Until last summer, when I was asked to take part in a discussion of the book. My grandmother had worked as a maid for a white family and when I was in college, a black woman named Mrs. Proctor, cleaned our Honors' Program dormitory. Add to that that the fact that I'm a black woman and you've hit the trifecta! I read the book in one day, forcing it down in big gulps, meeting Skeeter and Hilly and Minny and Celia and, of course, the Magical Negro of Aibileen. Those first blossoms of hatred that bloomed on the Merritt had now become a bumper crop! My anger wasn't just because of Stockett's use of vernacular, or because this white woman was attempting to describe the interior lives of these black women, or because all of the novel's characters - black and white - were so one-dimensional. No, my anger was why this tale, so lacking in profundity, was garnering so much attention and racing off of bookstore shelves.  Why the hell were so many people reading this hot mess of a book??

I got some answers at the book discussion, which was attended by sixty or so black and white people from multiple generations and regions of the U.S. There were some people who, like Stockett, grew up in the south with beloved black servants.

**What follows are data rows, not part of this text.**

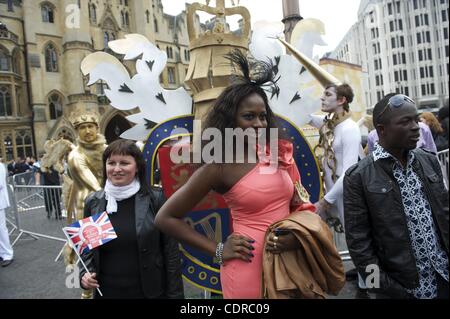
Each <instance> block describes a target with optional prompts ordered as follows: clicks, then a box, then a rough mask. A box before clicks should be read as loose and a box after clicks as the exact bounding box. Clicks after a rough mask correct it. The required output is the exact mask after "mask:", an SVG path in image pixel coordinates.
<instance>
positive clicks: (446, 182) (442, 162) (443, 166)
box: [438, 149, 449, 187]
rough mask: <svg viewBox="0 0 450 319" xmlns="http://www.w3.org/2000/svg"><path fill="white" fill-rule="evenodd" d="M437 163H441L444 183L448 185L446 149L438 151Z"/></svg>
mask: <svg viewBox="0 0 450 319" xmlns="http://www.w3.org/2000/svg"><path fill="white" fill-rule="evenodd" d="M438 158H439V163H440V164H441V169H442V175H444V180H445V185H447V187H448V186H449V185H448V171H449V169H448V161H449V159H448V149H446V150H443V151H440V152H438Z"/></svg>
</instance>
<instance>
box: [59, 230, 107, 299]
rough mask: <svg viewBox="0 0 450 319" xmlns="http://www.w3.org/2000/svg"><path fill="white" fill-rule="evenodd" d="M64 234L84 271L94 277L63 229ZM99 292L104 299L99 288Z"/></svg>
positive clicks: (79, 254)
mask: <svg viewBox="0 0 450 319" xmlns="http://www.w3.org/2000/svg"><path fill="white" fill-rule="evenodd" d="M63 233H64V235H66V238H67V240H68V242H69V246H70V247H72V249H73V250H74V251H75V253H76V254H77V256H78V260H79V261H81V264H82V265H83V267H84V269H85V270H86V272H87V273H88V274H89V275H91V276H92V274H91V272H90V271H89V269H87V267H86V264H85V263H84V261H83V259H82V258H81V256H80V254H79V253H78V249H76V248H75V247H73V245H72V241H71V240H70V238H69V236H68V235H67V233H66V231H65V230H64V229H63ZM97 291H98V293H99V294H100V296H101V297H103V294H102V292H101V291H100V288H98V287H97Z"/></svg>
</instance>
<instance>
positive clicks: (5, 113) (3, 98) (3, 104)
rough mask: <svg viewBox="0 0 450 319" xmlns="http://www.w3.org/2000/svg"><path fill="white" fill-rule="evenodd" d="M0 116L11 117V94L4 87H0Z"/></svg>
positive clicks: (11, 112) (4, 87) (11, 103)
mask: <svg viewBox="0 0 450 319" xmlns="http://www.w3.org/2000/svg"><path fill="white" fill-rule="evenodd" d="M0 116H12V102H11V93H10V92H9V89H8V87H6V86H0Z"/></svg>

For them, "The Help" conjured up rich memories of happy times with people whom they considered members of their family. But, there were also black and white discussion group members for whom the system of black servitude was foreign. For this group, Stockett's heroic tome of friendship across the great race divide was inspiring. I came away from the event irritated, as I seemed to be the only person whose anger was directed towards the author and her shallow, self-congratulatory attempt to talk about racism. Here we are, a country with a President who is black and white, but yet the only way we can discuss race relations is to flee back to the ample bosom of the black mammy!!??

Right now, London is on fire with the worst race riots its seen in decades, and on the eve of the dedication of Dr. Martin Luther King, Jr.'s monument on the National Mall, the racist chatter against the President is at an all time high. Now is not the time to smugly slap ourselves on the back and say that we have overcome prejudice, if anything, it's time to go deeper. I'm just saying.

 

1 comment:

  1. I hated it too, Shannon. I couldn't finish it. It was too smarmy, too precious, too "let's tie this all up in a southern-fried bow." No thanks.

    Thanks for sharing your take on it.